The Financial Times has a feature which argues that Amazon’s grocery deal with Morrisons is only the beginning. The paper writes that Amazon has been struggling to make a grocery delivery business work for more than a decade but it was now closing in on a solution. “It is hard to keep pace with Jeff Bezos. To compete with the Amazon founder is to flail away in your Speedo trunks in the slow lane of the pool, while in the next he porpoises up and down in a skin-tight synthetic fish suit.”

In the wake of the Amazon Morrisons tie-up the paper takes a lengthy look at the rise of click and collect in UK retail. “Rock bottom prices alone no longer cut it. Britain’s biggest grocers are being forced to try new tactics to hold on to customers.”

Morrisons looks set to return to the FTSE 100 at the first time of asking after it stock was buoyed by the deal (The Times).

The Financial Times has a story that grocery retail stocks are the most shorted in Europe as the sector struggles to adjust to falling consumer prices and discount rivals.
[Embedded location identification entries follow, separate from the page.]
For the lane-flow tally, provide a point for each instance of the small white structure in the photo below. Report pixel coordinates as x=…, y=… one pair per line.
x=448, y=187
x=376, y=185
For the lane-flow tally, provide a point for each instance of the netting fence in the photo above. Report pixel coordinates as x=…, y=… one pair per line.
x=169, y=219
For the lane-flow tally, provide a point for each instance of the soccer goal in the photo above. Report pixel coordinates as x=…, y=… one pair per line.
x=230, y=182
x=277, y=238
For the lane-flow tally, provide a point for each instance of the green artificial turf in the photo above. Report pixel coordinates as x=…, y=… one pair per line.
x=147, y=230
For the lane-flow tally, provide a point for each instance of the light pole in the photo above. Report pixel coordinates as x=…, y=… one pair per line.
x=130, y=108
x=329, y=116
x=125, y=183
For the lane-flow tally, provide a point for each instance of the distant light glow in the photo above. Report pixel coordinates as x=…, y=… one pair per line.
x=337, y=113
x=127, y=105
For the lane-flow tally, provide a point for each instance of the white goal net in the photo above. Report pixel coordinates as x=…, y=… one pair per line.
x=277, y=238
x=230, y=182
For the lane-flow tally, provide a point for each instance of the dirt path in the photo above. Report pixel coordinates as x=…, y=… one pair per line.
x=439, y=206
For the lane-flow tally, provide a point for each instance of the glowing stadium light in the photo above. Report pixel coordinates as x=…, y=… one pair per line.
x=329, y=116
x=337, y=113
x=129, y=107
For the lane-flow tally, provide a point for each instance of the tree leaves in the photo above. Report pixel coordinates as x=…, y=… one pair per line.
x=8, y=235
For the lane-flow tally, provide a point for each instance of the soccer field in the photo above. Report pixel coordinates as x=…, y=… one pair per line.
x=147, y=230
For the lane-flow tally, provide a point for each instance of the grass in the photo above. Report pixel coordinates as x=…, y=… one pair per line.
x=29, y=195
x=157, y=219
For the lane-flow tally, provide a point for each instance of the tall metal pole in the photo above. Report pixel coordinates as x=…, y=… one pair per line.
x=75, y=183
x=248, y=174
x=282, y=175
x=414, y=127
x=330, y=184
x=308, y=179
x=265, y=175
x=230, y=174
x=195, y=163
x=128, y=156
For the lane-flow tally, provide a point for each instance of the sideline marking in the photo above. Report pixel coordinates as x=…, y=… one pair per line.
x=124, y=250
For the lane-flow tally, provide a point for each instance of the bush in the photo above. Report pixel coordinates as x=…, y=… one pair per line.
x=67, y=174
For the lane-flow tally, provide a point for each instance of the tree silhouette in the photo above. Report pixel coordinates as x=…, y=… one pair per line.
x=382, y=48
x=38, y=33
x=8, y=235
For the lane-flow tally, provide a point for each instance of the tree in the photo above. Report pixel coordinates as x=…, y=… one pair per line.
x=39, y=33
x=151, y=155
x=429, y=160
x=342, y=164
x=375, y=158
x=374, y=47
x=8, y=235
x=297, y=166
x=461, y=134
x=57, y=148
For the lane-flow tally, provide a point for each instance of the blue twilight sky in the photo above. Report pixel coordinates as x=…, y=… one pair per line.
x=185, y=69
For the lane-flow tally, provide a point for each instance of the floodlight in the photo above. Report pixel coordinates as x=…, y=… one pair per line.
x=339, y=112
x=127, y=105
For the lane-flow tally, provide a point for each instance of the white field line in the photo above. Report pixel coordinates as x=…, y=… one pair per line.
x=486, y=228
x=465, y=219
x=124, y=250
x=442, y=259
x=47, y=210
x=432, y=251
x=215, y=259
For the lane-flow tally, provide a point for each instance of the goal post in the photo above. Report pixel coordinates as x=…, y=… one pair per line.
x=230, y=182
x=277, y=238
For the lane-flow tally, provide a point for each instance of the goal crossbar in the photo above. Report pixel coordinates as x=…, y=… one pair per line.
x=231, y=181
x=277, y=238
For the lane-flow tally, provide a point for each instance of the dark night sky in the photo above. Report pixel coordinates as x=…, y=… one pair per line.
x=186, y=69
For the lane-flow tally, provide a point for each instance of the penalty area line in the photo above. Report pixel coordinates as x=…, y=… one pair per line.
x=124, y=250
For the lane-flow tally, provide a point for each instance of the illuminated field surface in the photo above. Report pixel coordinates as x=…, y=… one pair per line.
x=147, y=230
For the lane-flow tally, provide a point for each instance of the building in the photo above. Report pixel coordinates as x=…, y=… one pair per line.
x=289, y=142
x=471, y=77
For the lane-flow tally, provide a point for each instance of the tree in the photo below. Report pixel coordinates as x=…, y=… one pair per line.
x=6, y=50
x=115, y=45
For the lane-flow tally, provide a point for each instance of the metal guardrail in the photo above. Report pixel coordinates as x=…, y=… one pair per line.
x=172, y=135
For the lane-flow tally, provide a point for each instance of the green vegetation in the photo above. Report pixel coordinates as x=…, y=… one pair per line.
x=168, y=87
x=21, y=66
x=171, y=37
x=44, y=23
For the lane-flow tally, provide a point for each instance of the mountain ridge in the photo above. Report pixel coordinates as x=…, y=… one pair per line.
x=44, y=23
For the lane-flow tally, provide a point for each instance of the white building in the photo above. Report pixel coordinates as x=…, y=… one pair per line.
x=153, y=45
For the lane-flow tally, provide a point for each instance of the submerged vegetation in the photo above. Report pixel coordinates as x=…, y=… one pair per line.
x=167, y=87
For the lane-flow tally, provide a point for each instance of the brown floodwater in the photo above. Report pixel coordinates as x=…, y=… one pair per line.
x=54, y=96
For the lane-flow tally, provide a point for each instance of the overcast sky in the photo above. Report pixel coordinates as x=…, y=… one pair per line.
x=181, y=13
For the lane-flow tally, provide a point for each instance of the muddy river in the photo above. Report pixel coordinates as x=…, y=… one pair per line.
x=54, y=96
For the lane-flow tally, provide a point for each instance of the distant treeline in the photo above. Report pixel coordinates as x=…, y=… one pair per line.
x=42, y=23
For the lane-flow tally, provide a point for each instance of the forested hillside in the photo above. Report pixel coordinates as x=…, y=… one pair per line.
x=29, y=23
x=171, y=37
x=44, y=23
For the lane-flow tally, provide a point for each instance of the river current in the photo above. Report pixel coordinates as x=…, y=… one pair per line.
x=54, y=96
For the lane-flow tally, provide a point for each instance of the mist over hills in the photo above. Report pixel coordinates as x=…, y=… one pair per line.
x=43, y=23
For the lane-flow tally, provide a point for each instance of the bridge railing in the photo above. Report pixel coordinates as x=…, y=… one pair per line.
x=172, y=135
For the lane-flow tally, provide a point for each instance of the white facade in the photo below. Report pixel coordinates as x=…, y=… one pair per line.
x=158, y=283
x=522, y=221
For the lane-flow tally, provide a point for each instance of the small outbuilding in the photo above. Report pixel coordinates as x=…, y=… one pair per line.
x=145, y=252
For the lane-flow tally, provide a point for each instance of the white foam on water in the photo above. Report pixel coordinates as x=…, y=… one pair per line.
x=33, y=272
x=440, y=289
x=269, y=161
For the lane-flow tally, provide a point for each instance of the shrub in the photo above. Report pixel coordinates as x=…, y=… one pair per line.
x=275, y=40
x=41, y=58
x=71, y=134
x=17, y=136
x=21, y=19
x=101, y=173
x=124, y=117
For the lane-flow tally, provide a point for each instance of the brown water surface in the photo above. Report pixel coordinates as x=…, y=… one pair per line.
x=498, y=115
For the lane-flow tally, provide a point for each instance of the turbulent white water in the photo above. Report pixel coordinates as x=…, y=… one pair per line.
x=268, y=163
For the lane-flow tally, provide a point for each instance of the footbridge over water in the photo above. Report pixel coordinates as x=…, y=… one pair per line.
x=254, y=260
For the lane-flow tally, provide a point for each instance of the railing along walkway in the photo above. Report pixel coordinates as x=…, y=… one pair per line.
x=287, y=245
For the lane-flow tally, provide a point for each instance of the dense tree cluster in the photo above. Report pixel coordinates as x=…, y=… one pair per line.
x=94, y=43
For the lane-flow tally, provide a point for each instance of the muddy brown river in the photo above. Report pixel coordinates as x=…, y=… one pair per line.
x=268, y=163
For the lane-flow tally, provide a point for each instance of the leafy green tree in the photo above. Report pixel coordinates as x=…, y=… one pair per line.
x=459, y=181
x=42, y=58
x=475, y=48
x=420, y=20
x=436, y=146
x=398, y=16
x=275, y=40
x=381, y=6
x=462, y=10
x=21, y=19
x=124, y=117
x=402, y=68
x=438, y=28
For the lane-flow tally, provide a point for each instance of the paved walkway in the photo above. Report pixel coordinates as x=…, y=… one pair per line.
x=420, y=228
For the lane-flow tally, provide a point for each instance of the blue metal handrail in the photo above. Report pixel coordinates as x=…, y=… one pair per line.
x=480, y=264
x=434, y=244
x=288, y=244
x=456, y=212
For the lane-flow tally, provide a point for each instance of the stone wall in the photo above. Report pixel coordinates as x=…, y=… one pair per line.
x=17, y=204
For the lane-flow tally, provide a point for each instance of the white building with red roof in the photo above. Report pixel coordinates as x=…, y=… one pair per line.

The FT also reports that Steinhoff has entered a second bidding war in an attempt to muscle in on a takeover of UK-listed white goods chain Darty. It follows the South African furniture retailer entering the race for Argos at the last minute to leave Sainsbury’s scrambling. French-based Conforama, a home furnishing part of Steinhoff, has approached Darty with an all-cash offer disrupting plans already in motion for Fnac to buy the business.

British food exports have fallen for the first time in 11 years but the weakness in the pound could help companies recover, according to the Food and Drinks Federation. The industry body published its annual figures showing a 4% fall in food and non-alcoholic drinks exports to £12.3bn in 2015, driven by a 6% drop to the EU (The FT).